Flávio Paranhos, Revista Bula

“(O pequeno artigo abaixo saiu em 2006 na Bula, mas estou ressuscitando-o por conta de ter visto “Matrix” numa lista de filmes mais bem avaliados do site IMDB, em que figura na vigésima primeira posição) 

Em junho de 2003 publiquei um artigo no jornal “O Popular” (Descarregando Matrix), em que aproveitava o gancho do filme para traçar um paralelo entre os arrasa-quarteirões hollywodianos e a situação geopolítica norte-americana. Resumindo, eu dizia que as estorinhas batidas desses filmes invertiam o que acontecia na prática.
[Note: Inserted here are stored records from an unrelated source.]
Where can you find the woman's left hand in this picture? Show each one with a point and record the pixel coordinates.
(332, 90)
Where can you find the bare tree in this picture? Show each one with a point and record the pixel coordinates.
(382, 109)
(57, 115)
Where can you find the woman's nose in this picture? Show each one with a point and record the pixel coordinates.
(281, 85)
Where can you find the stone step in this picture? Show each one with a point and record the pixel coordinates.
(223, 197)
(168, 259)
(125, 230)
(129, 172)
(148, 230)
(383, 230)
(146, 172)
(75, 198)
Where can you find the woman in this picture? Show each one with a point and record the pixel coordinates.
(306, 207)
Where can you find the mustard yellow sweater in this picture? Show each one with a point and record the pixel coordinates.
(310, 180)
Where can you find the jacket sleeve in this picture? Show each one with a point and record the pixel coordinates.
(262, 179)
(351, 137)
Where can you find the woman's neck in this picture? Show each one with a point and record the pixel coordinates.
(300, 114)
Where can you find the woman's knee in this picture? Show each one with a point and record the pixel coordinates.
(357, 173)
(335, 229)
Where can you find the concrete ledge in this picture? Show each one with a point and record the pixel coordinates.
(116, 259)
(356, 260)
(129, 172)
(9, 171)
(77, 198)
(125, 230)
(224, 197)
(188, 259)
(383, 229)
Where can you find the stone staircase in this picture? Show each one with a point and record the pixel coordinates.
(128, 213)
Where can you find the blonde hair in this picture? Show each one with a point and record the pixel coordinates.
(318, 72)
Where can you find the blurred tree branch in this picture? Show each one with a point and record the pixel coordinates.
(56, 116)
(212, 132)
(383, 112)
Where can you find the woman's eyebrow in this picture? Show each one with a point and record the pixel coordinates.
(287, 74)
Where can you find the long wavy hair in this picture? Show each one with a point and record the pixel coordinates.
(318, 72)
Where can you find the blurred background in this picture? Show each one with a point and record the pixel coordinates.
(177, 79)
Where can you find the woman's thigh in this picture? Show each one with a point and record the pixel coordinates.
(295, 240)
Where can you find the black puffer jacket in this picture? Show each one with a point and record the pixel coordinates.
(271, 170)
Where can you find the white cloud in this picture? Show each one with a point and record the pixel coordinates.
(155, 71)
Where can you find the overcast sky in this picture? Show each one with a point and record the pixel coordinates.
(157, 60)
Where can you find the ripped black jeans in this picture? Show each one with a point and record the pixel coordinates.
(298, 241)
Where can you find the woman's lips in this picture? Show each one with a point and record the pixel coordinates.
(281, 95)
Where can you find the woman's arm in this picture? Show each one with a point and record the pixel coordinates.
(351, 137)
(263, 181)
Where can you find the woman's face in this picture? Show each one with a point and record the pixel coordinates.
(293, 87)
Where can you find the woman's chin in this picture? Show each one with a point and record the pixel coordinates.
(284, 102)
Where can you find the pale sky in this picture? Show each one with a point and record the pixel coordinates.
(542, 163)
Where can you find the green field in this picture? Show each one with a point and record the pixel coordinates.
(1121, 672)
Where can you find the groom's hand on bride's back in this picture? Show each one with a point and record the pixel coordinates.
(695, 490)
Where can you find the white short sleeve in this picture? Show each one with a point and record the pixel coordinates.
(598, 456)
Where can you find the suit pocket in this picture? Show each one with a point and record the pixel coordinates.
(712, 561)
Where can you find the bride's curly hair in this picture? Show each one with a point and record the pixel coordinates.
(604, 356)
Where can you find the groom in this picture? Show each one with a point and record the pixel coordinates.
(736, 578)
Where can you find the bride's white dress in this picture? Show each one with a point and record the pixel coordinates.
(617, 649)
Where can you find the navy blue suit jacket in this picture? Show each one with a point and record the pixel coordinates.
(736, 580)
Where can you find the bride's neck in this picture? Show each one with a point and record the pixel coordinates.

Nos filmes, uma minoria de lunáticos que acreditava ser capaz de vencer forças do mal incomparavelmente mais poderosas, acabava vencendo mesmo, against all odds. Na vida real, os EUA é que eram os Matrix e Darth Vader da vida. Eu ficava (e ainda fico) curioso em saber como o americano médio se comportaria se tivesse essa clarividência.

O fato é que, como aproveitei pra descer a lenha nesse filminho de luta metido a besta, recebi tanta porrada por e-mail que quase entrei pra mesma academia de Neo, aquela em que se aprende rapidinho e sem esforço. Pois caí na besteira de descer a lenha nessa porcaria outra vez, contraindicando-o na Bula. Pelo visto, apesar de ter um ou outro admirador contido e racional, ciente das (muitas) limitações do filme, “Matrix” enseja a existência de fanáticos que competem com os de “Jornada nas Estrelas” pelo troféu de campeão de falta de noção de ridículo.”